Geen mens kan vermoeden dat in elk van die twee wezens een god van de popcultuur schuilt. Die twee, met hun volstrekt anti-pop, on-hip imago, zijn vandaag dé (weliswaar nog wat onbezongen) ikonen van een ‘kunst’ die er eigenlijk nooit een had mogen worden: die van de music video, de videoclip dus, of ‘de promo’ zoals ze vanuit hiptown Londen zijn beginnen zeggen. ‘Is dit de toekomst van de cinema?’, hoort men zo de goegemeente vragen. Ya betcha sweet ass! Dat zijn ze, want de toekomst is aan de ‘slecht’ geklede, nerdy junkies van de popcultuur, met hun obsessie voor alle vormen die op de laagste plaats staan in onze volledig vastgeroeste culturele hiërarchie (van opera, museum, plastische kunst over fotografie, experimentele en ‘cinefiele’ film tot strips, comics, manga’s, pulpromans, horror movies, home-made internetfilms en al wat tacky and trashy is).
Jawel, alles staat op zijn kop in het land der beelden. Waar je vroeger nog met een gerust hart je minachting voor televisie kon ophalen, zijn nu de rollen omgekeerd. De flits- en flikkerstijl die lang de verbeeldingsarmoede in de clipbizz camoufleerde, is niet meer zo dominant. Vooral in de tweede helft van de jaren ’90 doken een reeks onmiskenbare meesterwerken op die de ‘structurele anonimiteit’ van clipregisseurs ophief.
Ze stonden niet langer in de schaduw als het promo-slaafje van de artiest (vaak werden trouwens alle eerbewijzen voor clips door de muzikanten opgestreken), maar wisten naam te maken. En dat was niet door hun talent te bewijzen met ingevingen als ‘ what we really need here is another close-up of Britney‘, zoals Brian De Palma het ooit scherp samenvatte. De clips waren ongezien, radicaal vernieuwend, compromisloos, tegelijk stijlbreuken en inhoudelijke schatten (want ze deden de verbeelding werken). Met het verscherpen van het censuurbeleid bij de uithangborden van onze ‘vrije’ markt, de muziekzenders, leek ook het aantal clips te groeien dat geen stilistische of inhoudelijke limieten kende en stoutmoedig experimenteerde, vaak met een rechtstreekse log-in op het zenuwcentrum van de meest subversieve, verfoeide bioscoopcinema. Chris Cunninghams verbijsterende clip voor Come To Daddy van Warp-god Aphex Twin was er zo een, met verwijzing naar David Cronenbergs Videodrome. Maar daarvoor was er al Michel Gondry’s werk voor Björks Human Behaviour of Jonzes clip voor Sabotage van The Beastie Boys.

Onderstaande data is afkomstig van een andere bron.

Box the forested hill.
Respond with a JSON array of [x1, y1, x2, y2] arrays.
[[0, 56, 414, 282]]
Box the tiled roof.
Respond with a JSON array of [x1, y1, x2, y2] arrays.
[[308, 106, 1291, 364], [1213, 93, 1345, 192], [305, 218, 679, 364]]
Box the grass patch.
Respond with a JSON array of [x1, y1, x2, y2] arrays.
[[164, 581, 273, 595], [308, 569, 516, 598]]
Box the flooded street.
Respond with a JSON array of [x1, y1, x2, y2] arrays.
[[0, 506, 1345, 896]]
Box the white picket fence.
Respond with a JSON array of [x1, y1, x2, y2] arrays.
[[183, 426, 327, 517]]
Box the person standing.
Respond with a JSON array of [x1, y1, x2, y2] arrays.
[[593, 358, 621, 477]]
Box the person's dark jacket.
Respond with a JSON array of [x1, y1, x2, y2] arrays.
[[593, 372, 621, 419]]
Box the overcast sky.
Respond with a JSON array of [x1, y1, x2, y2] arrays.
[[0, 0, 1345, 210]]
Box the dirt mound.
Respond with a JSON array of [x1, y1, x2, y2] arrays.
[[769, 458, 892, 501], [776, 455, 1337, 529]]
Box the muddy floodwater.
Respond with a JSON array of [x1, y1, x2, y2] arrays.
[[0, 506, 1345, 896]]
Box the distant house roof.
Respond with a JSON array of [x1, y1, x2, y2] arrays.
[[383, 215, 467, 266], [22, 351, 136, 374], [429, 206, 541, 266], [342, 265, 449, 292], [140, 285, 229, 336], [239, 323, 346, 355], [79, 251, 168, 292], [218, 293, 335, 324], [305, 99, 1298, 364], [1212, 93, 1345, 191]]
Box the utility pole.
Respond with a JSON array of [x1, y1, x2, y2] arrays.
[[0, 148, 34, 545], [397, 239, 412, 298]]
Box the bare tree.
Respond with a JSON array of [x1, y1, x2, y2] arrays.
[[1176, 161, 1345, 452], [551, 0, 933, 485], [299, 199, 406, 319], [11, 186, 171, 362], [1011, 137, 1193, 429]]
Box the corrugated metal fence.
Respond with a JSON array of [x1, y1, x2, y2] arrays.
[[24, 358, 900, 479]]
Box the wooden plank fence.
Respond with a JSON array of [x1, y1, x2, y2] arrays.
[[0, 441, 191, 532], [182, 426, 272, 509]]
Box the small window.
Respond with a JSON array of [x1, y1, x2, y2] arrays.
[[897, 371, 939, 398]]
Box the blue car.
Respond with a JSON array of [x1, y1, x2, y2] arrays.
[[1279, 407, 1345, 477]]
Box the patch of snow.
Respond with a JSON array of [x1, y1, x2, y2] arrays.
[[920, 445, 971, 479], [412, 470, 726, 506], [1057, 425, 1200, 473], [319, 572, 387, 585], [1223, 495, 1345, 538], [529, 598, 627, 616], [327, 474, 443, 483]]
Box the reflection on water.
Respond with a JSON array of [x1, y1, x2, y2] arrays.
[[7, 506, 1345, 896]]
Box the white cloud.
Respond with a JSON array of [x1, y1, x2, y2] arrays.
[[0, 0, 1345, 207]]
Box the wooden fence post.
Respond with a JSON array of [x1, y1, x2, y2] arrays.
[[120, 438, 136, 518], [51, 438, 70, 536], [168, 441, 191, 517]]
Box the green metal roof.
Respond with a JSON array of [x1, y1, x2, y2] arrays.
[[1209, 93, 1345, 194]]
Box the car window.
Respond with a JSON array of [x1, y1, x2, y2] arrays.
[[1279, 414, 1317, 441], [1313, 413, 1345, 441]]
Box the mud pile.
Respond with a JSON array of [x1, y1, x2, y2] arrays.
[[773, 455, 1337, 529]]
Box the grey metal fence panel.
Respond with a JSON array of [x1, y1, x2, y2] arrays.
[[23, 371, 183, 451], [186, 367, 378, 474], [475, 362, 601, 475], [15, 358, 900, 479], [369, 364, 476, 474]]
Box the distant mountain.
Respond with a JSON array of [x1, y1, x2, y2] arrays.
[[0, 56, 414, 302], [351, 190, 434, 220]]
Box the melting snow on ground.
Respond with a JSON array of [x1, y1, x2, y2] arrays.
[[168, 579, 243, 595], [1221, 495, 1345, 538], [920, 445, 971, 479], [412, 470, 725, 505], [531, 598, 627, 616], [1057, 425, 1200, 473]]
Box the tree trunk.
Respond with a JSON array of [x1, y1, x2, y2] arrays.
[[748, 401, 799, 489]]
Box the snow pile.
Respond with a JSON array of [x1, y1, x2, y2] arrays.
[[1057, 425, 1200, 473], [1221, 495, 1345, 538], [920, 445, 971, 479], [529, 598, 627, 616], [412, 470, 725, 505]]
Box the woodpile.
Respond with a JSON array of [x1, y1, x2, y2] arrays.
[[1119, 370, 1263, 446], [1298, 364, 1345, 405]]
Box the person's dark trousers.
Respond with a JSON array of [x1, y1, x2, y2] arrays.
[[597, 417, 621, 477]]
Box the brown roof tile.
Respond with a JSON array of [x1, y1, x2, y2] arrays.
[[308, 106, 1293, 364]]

Naar aanleiding van de start van The Directors Label, een dvd-reeks van Palm Pictures opgezet door de drie hogergenoemde beeldenstormers, werden interviewsessies met de heilige drievuldigheid van de clipcultuur belegd. Helaas bleek Michel Gondry op de dag van afspraak al ribbedebie, en waren alleen zijn twee Angelsaksische kompanen bereid tot praten. Hoewel. Aanvankelijk was de stilte om te snijden. Spannend, dus.
Vertel eens hoe jullie elkaar hebben ontmoet.
Spike Jonze: ( kijkt naar Cunningham) Ja, zeg eens, hoe zijn we elkaar tegen het lijf gelopen?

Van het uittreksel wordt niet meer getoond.